This one tripped me up a bit because removing user feedback and engagement data feels like taking away the two most obvious answers.
Acknowledge the constraint of ignoring user feedback and engagement metrics, then pivot to alternative data sources that reveal strategic, market, and competitive insights. Structure your answer by categorizing these sources—such as market and competitive intelligence, internal business data, and technical/operational signals—and explain how each informs the build decision. Conclude by emphasizing the need to synthesize these signals into a holistic business case.
Pro tip: Demonstrate strategic thinking by linking data sources to SAP's enterprise context, such as leveraging existing customer advisory boards or partner ecosystem signals, and always tie insights back to potential ROI and strategic fit.
Analyze external sources like competitor earnings calls, press releases, analyst reports (e.g., Gartner, Forrester), and patent filings to understand the feature's strategic intent and market traction.
Examine internal data such as sales win/loss reasons, support ticket trends, churn analysis, and total addressable market (TAM) estimates to assess potential revenue impact and operational burden.

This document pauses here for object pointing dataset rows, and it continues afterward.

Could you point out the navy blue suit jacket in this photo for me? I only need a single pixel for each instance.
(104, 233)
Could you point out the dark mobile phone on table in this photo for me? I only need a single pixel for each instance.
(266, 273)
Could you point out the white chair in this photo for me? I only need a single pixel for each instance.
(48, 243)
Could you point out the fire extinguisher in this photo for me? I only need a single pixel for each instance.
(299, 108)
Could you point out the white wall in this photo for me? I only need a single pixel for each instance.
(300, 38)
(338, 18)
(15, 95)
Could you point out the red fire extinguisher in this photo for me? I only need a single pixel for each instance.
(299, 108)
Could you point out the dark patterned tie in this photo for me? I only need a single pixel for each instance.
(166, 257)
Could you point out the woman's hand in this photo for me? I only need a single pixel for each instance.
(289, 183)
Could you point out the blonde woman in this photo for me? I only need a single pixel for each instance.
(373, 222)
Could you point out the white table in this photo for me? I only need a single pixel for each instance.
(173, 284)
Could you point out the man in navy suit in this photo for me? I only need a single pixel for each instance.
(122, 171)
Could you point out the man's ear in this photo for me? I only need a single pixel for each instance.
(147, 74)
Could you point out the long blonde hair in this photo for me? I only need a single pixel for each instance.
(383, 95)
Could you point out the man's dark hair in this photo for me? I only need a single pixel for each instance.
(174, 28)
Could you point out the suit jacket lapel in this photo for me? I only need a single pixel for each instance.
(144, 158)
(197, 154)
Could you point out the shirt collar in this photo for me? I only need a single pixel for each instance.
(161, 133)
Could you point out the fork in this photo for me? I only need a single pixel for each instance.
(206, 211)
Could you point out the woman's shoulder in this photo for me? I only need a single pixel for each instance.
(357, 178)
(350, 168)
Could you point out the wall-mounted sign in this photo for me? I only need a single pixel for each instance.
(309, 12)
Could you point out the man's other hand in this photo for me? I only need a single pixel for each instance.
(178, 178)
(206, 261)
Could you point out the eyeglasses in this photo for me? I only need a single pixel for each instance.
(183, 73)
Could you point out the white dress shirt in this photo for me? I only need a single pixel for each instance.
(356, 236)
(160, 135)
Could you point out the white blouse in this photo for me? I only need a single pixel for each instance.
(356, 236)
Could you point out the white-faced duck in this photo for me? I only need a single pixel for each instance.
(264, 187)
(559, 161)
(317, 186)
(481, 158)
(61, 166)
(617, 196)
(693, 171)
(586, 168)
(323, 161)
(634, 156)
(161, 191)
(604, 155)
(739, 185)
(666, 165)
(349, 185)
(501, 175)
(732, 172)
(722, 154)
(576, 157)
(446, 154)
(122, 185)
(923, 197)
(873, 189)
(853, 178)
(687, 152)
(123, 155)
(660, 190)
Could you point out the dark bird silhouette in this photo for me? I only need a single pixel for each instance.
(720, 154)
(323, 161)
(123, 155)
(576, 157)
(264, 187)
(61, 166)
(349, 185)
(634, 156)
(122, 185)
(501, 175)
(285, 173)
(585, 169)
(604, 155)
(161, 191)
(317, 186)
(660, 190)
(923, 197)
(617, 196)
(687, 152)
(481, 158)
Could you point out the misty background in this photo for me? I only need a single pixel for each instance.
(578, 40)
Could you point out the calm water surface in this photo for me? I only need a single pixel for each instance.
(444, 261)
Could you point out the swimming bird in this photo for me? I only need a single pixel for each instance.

Review system telemetry, API usage patterns, and infrastructure costs to gauge technical feasibility, scalability, and potential integration challenges with existing SAP solutions.
Evaluate how the feature aligns with SAP's product vision, platform strategy, and partnership ecosystem, ensuring it doesn't cannibalize existing offerings or divert from core priorities.
Combine insights from all sources to build a business case, weighing opportunity cost, competitive urgency, and resource requirements before making a build/no-build recommendation.
AI-generated suggestions, not part of the candidate's original notes. May be inaccurate — verify before relying on them.